Short Thriller
E-Book, Deutsch, 130 Seiten
ISBN: 978-3-641-14976-5
Verlag: Blanvalet
Format: EPUB
Kopierschutz: 6 - ePub Watermark
Die Ermittlerin Maeve Kerrigan steht am Anfang ihrer Karriere. Frisch von der Polizeiakademie kommend, stürzt sie sich voller Tatendrang auf ihren Job als Streifenpolizistin. Als wäre die grausame Realität, die sie dort erwartet, nicht genug, begegnen ihr ihre männlichen Kollegen auch noch mit Vorurteilen. Als aber eine Frau schwer misshandelt und halb tot aufgefunden wird, will Maeve beweisen, dass sie genauso gut ist, wenn nicht sogar besser als das restliche Team ...Der Short-Thriller »Die erste Schuld« erscheint exklusiv als E-Book und fesselt mit dem ersten Fall von Maeve Kerrigan. Und die Hochspannung geht weiter: Zeitgleich erscheint der dritte Band der Reihe um die taffe Ermittlerin - »Die Blender«.

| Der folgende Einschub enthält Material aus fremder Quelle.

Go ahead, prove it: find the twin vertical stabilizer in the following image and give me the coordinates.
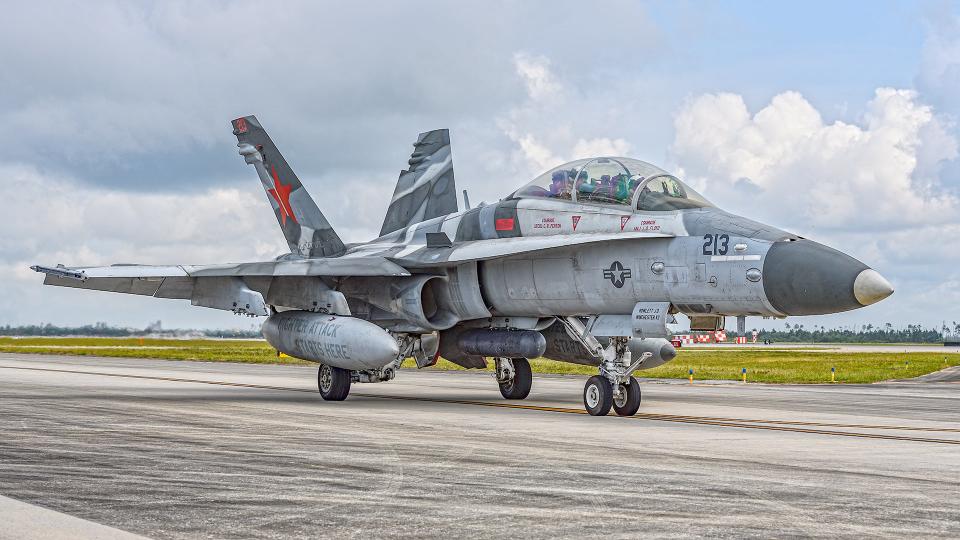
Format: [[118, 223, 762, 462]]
[[379, 129, 458, 237], [232, 115, 346, 258], [233, 117, 458, 255]]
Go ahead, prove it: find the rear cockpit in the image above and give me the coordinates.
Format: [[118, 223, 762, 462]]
[[510, 157, 713, 211]]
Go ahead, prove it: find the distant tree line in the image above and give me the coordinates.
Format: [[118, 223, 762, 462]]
[[2, 321, 958, 344], [731, 322, 958, 344], [0, 322, 261, 339]]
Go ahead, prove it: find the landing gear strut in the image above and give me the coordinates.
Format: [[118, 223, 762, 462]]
[[495, 357, 532, 399], [560, 317, 651, 417]]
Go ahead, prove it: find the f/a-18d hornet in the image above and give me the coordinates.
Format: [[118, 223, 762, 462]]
[[32, 116, 894, 416]]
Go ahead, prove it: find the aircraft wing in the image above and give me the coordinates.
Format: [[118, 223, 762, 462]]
[[31, 257, 410, 316], [32, 257, 410, 280], [376, 231, 673, 266], [31, 233, 669, 314]]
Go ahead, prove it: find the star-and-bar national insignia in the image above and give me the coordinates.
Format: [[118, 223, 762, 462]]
[[602, 261, 632, 288]]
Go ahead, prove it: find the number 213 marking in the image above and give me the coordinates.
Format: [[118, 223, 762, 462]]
[[702, 234, 730, 255]]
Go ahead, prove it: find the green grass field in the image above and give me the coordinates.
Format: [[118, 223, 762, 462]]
[[0, 337, 956, 384]]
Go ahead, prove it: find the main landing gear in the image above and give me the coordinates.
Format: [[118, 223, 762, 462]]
[[560, 317, 650, 417], [316, 359, 402, 401], [318, 363, 351, 401], [315, 333, 431, 402], [494, 357, 532, 399]]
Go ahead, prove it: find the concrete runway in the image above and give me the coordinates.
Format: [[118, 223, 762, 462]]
[[1, 353, 958, 539]]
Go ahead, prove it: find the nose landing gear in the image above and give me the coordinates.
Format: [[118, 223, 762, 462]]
[[560, 317, 651, 417]]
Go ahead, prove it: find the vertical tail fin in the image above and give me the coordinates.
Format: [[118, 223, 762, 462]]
[[232, 115, 345, 258], [379, 129, 457, 236]]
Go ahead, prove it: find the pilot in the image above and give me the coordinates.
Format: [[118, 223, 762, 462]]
[[549, 170, 571, 198], [636, 184, 652, 208], [614, 174, 630, 201], [578, 171, 596, 195], [599, 174, 614, 199], [549, 171, 564, 197]]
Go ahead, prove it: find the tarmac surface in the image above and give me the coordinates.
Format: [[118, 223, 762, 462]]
[[1, 352, 959, 539]]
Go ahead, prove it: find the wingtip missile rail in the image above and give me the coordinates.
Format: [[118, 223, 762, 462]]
[[31, 265, 86, 281]]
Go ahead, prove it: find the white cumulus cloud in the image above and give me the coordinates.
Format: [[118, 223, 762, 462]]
[[671, 88, 958, 231], [513, 52, 563, 102], [495, 53, 638, 188]]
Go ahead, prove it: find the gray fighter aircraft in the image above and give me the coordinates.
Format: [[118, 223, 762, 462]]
[[32, 116, 894, 416]]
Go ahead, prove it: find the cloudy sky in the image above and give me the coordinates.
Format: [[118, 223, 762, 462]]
[[2, 1, 958, 332]]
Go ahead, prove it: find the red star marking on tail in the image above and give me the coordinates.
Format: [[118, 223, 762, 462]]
[[268, 166, 298, 225]]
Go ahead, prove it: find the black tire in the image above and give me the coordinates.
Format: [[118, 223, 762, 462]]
[[499, 358, 532, 400], [317, 364, 351, 401], [583, 375, 613, 416], [613, 376, 642, 416]]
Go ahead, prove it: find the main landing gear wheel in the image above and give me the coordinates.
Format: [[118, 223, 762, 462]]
[[612, 376, 642, 416], [583, 375, 613, 416], [498, 358, 532, 400], [318, 363, 351, 401]]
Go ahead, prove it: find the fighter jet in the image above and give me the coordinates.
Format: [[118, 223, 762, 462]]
[[31, 116, 894, 416]]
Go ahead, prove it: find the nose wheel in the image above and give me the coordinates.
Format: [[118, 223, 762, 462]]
[[583, 375, 642, 416], [496, 357, 532, 399], [612, 376, 642, 416], [583, 376, 613, 416]]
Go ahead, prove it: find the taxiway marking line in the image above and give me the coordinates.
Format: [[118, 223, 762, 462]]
[[2, 364, 959, 445]]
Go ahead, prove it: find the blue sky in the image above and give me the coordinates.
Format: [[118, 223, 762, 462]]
[[1, 1, 957, 331]]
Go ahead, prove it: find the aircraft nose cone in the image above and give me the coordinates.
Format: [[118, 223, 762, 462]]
[[853, 268, 894, 306], [762, 240, 891, 315]]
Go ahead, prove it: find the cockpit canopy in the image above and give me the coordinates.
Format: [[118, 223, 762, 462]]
[[510, 157, 712, 211]]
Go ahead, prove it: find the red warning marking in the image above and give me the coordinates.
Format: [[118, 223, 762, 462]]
[[620, 216, 630, 231], [234, 117, 248, 133], [495, 218, 515, 231], [572, 215, 582, 231]]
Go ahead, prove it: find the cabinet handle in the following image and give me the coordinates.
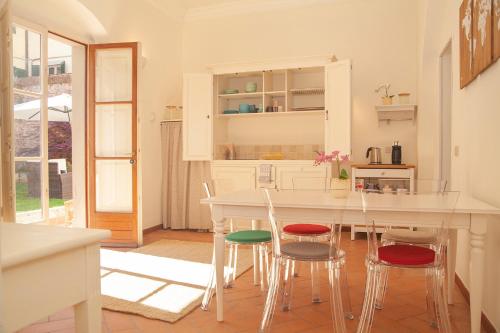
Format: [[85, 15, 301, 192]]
[[207, 114, 210, 119], [325, 110, 329, 120]]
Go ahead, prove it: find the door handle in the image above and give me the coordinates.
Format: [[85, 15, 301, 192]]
[[129, 159, 135, 165]]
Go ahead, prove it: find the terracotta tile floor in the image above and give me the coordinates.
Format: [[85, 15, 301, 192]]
[[17, 230, 478, 333]]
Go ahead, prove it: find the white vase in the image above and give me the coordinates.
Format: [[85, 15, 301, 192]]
[[331, 178, 350, 198]]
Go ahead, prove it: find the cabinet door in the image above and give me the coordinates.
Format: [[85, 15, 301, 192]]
[[325, 60, 351, 155], [276, 165, 328, 190], [211, 166, 256, 194], [183, 73, 213, 161]]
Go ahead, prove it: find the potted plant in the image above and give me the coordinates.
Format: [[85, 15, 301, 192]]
[[314, 150, 350, 198], [375, 83, 394, 105]]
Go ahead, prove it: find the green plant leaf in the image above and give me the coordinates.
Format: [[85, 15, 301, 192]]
[[339, 169, 349, 180]]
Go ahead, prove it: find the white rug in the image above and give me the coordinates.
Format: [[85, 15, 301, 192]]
[[99, 239, 254, 322]]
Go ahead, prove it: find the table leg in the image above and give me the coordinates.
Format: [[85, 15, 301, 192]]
[[74, 295, 101, 333], [447, 229, 457, 304], [469, 214, 488, 333], [75, 244, 101, 333], [213, 206, 226, 322]]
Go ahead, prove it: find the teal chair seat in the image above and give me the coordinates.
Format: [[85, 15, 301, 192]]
[[225, 230, 272, 244]]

Jane Casey wuchs in Dublin auf, studierte Englisch in Oxford und Irische Literatur am berühmten Trinity College in Dublin. Nach dem Studienabschluss arbeitete sie in verschiedenen Verlagen als Jugendbuchlektorin. Sie lebt mit ihrem Mann, einem Strafverteidiger, dem gemeinsamen Sohn und Katze Fred in London.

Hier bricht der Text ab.